Para a Isabel
For every little lie you tell so you can hide
Will grow inside your chest
Your heart will need to rest
So come into my arms
November Ultra
Não se aconselha a compaixão. Isto é o que se deveria dizer em muitos lugares onde ela havia trabalhado. É que as pessoas primeiro olhavam seus braços e pensavam que ela seria um bom guindaste para os velhos que já não levantam mais pelas próprias pernas. Um guindaste humano e de bom coração que, ao tempo em que erguesse pelas axilas alguém sem esperança em sobreviver, sussurraria em seus ouvidos palavras cândidas, inocentes, como se extraídas de uma canção de ninar. Por isso eu digo sem piscar: compaixão ela não tinha. Na verdade, era outra coisa; algo que não entendi por completo, pois também não houve tempo o bastante.
Para quantos não tenham força para viver, deve haver tantos que os ajudem a suportar, a mãe lhe disse ainda uma criança, a única menina entre sete irmãos nascidos em escadinha, ela a mais velha, e que se tornaria responsável pelos demais se a mãe morresse (e ela morreu de droga e bebida, quer dizer, de uma morte quase planejada). Alguém precisa ser o guindaste, a mãe avisou e antes que entendesse outras coisas elementares de uma vida serviu-lhe a lição.
O que a distraiu nestes anos foram os gatos que a mãe havia deixado que se acomodassem em seu pátio. Ela gostava de ficar olhando os animais como se aquilo fosse uma selva particular, um mundo de natureza, ordenado pela natureza e onde, por consequência, apenas aconteciam as coisas que desejava a natureza. Mas um a um os gatos partiram ou morreram e coube a ela enterrá-los junto aos arbustos que foram tomando conta do lugar. Isso tudo uma ordem da natureza, exceto ela, que desde então adquiriu aos olhos dos outros o hábito dos anjos.
“Eu vou comprar comida, algo que você nos prepare para enfrentar o frio. Não demoro…”, o pai disse na última vez em que o viu. Mais tarde, atrás dele foram os três filhos mais velhos, numa tentativa de reencontro que ela nunca soube se malfadada ou bem sucedida. Às vezes, ela estava encostada na porta da enfermaria, fumando, e me parecia que imaginava ainda que os quatros se encontraram, é claro, e agora vivem da pesca numa cidade portuária e nem é preciso que retornem, mas, se um dia retornarem, ela terá arranjado algo do que comeriam todos, como deve ser numa família.
Nos olhos dos seus irmãos nunca houve gratidão e nem ela esperou por isso. “Vive-se”, é o que ela dizia quando os vizinhos indagavam se precisava de algo e ela recusava, dizendo que com o seu trabalho eles tinham o suficiente.

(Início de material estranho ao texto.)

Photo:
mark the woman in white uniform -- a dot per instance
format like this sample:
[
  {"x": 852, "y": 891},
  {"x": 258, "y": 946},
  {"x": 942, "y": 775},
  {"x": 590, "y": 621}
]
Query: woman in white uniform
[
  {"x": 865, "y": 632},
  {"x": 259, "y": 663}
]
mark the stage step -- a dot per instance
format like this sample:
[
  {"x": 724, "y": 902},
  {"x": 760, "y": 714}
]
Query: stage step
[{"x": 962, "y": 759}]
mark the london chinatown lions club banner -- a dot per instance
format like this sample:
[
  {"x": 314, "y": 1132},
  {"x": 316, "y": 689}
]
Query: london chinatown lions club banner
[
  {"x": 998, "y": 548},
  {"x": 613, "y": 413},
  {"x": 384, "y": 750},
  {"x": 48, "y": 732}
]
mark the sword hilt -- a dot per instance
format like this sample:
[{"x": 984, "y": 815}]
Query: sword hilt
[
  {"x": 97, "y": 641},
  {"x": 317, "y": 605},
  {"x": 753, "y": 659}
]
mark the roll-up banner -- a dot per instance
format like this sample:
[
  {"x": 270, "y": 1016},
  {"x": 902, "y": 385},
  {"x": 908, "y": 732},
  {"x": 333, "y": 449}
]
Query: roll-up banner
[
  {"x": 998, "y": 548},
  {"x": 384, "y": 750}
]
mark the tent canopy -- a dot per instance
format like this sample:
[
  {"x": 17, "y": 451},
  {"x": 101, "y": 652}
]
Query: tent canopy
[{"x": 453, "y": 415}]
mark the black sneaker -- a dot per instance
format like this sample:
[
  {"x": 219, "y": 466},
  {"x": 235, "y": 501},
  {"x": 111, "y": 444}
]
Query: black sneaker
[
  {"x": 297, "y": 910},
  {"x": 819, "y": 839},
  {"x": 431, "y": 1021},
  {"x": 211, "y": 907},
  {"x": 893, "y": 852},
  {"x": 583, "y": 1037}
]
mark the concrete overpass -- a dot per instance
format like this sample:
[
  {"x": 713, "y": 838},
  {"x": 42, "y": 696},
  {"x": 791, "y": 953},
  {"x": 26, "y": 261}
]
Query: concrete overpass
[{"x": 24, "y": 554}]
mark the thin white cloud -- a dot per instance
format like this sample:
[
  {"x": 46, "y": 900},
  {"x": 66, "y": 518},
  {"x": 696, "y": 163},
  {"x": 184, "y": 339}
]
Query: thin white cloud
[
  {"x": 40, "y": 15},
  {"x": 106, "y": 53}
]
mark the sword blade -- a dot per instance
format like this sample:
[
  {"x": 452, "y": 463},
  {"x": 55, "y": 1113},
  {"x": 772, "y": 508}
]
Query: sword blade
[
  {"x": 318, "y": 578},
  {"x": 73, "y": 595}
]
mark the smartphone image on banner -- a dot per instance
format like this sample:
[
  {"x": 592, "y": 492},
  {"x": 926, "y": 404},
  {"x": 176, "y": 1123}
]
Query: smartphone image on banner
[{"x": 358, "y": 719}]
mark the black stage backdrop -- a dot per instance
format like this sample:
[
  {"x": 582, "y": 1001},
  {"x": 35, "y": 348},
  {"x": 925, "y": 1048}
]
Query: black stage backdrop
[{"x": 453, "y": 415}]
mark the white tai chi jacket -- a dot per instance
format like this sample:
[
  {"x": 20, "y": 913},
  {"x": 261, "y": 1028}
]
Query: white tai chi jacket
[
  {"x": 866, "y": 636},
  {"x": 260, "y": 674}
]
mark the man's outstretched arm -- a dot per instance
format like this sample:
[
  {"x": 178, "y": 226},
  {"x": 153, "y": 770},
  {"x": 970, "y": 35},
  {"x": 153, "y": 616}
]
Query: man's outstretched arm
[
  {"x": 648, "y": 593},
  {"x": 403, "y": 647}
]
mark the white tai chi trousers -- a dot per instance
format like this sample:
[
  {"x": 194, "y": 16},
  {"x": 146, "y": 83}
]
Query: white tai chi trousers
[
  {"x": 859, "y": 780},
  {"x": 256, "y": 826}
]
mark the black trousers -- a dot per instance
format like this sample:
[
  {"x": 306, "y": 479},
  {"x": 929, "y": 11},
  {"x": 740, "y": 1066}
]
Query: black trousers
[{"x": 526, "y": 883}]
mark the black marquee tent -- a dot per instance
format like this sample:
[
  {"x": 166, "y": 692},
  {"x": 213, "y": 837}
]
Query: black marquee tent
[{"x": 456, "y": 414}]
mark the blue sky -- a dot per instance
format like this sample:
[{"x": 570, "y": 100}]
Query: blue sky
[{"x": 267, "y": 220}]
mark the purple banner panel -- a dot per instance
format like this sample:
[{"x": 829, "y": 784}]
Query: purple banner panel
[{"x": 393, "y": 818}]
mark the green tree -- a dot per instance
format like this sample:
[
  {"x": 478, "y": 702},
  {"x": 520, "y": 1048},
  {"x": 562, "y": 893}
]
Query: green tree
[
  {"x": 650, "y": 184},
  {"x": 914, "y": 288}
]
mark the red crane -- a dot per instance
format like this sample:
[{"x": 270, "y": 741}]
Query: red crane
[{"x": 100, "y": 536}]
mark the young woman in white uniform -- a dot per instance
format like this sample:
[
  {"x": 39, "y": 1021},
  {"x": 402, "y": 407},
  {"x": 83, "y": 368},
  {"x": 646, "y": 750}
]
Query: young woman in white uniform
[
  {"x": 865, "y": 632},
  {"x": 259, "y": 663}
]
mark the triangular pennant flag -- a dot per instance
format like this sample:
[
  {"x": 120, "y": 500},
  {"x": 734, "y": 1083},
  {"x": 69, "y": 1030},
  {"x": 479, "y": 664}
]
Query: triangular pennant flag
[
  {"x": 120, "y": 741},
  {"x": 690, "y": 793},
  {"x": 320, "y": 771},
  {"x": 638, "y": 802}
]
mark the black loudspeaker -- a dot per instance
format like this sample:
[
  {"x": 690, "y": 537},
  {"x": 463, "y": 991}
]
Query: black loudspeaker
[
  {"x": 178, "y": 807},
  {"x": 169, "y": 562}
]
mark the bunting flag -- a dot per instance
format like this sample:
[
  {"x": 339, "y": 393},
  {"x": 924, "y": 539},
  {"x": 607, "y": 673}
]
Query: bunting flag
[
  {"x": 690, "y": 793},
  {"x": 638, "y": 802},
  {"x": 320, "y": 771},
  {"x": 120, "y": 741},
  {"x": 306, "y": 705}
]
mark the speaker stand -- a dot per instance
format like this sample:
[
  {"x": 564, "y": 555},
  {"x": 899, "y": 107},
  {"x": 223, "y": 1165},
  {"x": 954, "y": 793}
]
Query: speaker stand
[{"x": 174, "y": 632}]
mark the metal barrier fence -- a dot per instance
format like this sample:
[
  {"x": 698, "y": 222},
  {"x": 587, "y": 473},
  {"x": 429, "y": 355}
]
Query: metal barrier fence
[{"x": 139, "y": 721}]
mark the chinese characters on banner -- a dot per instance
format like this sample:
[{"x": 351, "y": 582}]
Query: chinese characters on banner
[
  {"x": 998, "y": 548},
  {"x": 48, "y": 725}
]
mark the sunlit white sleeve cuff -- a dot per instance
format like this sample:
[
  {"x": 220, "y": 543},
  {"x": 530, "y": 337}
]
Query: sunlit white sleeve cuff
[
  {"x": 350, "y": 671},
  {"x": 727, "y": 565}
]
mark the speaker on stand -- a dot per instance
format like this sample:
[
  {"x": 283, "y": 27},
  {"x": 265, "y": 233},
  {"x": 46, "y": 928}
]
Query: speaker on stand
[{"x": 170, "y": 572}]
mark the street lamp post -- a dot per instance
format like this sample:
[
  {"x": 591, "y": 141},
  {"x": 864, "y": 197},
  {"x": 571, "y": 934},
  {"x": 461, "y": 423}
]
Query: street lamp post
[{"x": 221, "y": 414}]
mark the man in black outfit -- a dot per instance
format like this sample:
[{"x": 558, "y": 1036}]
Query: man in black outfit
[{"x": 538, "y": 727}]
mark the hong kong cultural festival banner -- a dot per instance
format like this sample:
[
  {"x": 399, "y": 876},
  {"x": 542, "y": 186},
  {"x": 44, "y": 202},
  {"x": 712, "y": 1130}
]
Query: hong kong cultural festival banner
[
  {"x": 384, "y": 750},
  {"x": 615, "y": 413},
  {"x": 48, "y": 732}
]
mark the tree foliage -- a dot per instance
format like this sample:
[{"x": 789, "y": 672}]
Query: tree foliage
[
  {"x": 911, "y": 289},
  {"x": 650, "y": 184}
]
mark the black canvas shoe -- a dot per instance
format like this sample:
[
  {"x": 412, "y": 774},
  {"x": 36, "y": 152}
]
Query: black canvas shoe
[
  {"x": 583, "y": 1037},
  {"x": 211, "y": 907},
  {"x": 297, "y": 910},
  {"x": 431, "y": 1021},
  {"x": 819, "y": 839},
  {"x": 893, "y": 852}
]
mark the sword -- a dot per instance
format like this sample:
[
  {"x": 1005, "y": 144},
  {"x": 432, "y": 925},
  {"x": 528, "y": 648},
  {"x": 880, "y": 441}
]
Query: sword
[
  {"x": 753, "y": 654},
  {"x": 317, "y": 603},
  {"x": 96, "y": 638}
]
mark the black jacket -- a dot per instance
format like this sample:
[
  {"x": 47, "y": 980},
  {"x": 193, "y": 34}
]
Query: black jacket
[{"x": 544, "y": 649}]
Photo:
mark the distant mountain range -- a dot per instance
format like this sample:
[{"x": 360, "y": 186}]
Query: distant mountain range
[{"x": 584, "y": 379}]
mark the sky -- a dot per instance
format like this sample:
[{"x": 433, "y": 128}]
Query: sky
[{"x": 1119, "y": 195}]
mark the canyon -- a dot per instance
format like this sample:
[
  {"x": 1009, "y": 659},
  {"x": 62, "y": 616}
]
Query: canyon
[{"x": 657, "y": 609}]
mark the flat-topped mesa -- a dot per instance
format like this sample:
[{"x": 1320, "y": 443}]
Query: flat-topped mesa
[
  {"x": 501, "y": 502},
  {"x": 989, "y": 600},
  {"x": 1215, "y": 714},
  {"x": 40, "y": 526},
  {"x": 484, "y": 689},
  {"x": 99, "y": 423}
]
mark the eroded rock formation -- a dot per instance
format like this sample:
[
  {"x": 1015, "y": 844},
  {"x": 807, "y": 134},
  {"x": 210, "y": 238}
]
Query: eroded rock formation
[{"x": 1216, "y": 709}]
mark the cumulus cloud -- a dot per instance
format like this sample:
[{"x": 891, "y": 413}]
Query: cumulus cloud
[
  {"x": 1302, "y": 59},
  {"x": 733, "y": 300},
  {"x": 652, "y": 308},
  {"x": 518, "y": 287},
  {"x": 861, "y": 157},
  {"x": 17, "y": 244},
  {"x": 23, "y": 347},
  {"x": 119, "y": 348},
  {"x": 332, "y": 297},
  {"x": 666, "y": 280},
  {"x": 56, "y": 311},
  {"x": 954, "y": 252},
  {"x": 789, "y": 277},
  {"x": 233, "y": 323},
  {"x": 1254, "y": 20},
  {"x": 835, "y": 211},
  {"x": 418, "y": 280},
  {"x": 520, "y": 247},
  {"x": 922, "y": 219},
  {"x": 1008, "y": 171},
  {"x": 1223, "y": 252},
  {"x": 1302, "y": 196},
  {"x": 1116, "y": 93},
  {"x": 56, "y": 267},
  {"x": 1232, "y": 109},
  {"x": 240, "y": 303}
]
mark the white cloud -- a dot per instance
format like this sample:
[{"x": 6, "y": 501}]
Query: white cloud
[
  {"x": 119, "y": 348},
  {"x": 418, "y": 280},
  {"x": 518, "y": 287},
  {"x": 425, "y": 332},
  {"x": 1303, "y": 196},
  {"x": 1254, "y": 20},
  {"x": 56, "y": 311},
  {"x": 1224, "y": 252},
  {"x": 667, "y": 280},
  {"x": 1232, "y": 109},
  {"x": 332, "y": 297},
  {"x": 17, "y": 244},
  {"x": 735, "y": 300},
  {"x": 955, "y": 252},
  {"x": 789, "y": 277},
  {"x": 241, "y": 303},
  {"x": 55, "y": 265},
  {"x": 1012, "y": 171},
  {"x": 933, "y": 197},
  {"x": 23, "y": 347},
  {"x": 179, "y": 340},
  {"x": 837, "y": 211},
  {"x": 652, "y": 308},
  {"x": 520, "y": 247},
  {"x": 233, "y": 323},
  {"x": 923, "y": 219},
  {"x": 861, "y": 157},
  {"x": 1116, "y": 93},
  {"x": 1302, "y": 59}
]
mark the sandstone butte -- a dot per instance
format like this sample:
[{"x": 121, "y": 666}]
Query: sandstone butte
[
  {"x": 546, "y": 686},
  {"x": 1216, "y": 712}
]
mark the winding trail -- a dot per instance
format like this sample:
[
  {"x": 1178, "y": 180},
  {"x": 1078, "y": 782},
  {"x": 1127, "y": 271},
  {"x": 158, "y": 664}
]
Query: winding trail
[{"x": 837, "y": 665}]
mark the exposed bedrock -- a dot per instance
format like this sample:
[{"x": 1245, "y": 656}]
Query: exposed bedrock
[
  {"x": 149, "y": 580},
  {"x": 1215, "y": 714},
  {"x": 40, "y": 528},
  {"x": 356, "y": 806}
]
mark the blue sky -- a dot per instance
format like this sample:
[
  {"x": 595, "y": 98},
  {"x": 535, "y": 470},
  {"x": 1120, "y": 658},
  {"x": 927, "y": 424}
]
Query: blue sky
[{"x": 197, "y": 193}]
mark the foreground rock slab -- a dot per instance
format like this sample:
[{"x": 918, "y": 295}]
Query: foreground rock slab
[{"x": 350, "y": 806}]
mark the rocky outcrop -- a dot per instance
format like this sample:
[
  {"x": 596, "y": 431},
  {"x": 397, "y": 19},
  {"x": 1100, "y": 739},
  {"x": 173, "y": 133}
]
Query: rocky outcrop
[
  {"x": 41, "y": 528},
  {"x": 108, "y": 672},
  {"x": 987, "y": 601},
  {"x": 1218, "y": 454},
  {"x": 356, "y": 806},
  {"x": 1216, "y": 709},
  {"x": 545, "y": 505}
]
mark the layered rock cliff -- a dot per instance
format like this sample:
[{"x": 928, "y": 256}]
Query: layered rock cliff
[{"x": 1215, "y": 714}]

Eu sinto tristeza que nas cidades, todas elas, nunca tenha um monumento a criaturas assim. Imagino que ela recusaria como recusou um pedido de noivado de um sujeito que disse por ela estar apaixonado, mas ela não o entendeu, não entendeu do que se tratava. Menos mal que uma prima entendeu as tentativas dele, subsequentes as que lhe dedicara. E ela entendeu ainda mais porque, de fato, não havia nada disso de paixão. Sabe-se lá o que havia..
Hoje desde cedo me pareceu que seria um dia estranho. Avisaram que ela não viria almoçar conosco, no refeitório. Foi deslocada para outro andar, outro setor, eu imagino. Não quero saber. Para onde ela tiver ido estará um lugar melhor, isso é que é. Haverá risos de histórias angelicais, sem qualquer maldade ou frivolidade, canções cantadas sem pronúncia, em boca chiusa, e seus músculos trabalhando como a mãe ensinou-a a fazer. Haverá alguém sendo ajudado ou então não haverá realmente mais nada. Em dezembro costumam dar folga aos funcionários, é isso que deve ser. A maldita está de folga e eu aqui, sem quem me conte o desfecho de uma história qualquer, dessas que rolam pelos telefones e eu tenho preguiça de ler até ao final. Irá comer os caramelos todos sozinha, não guardará ao menos um para mim. E é assim mesmo que deve ser. Não se aconselha a compaixão.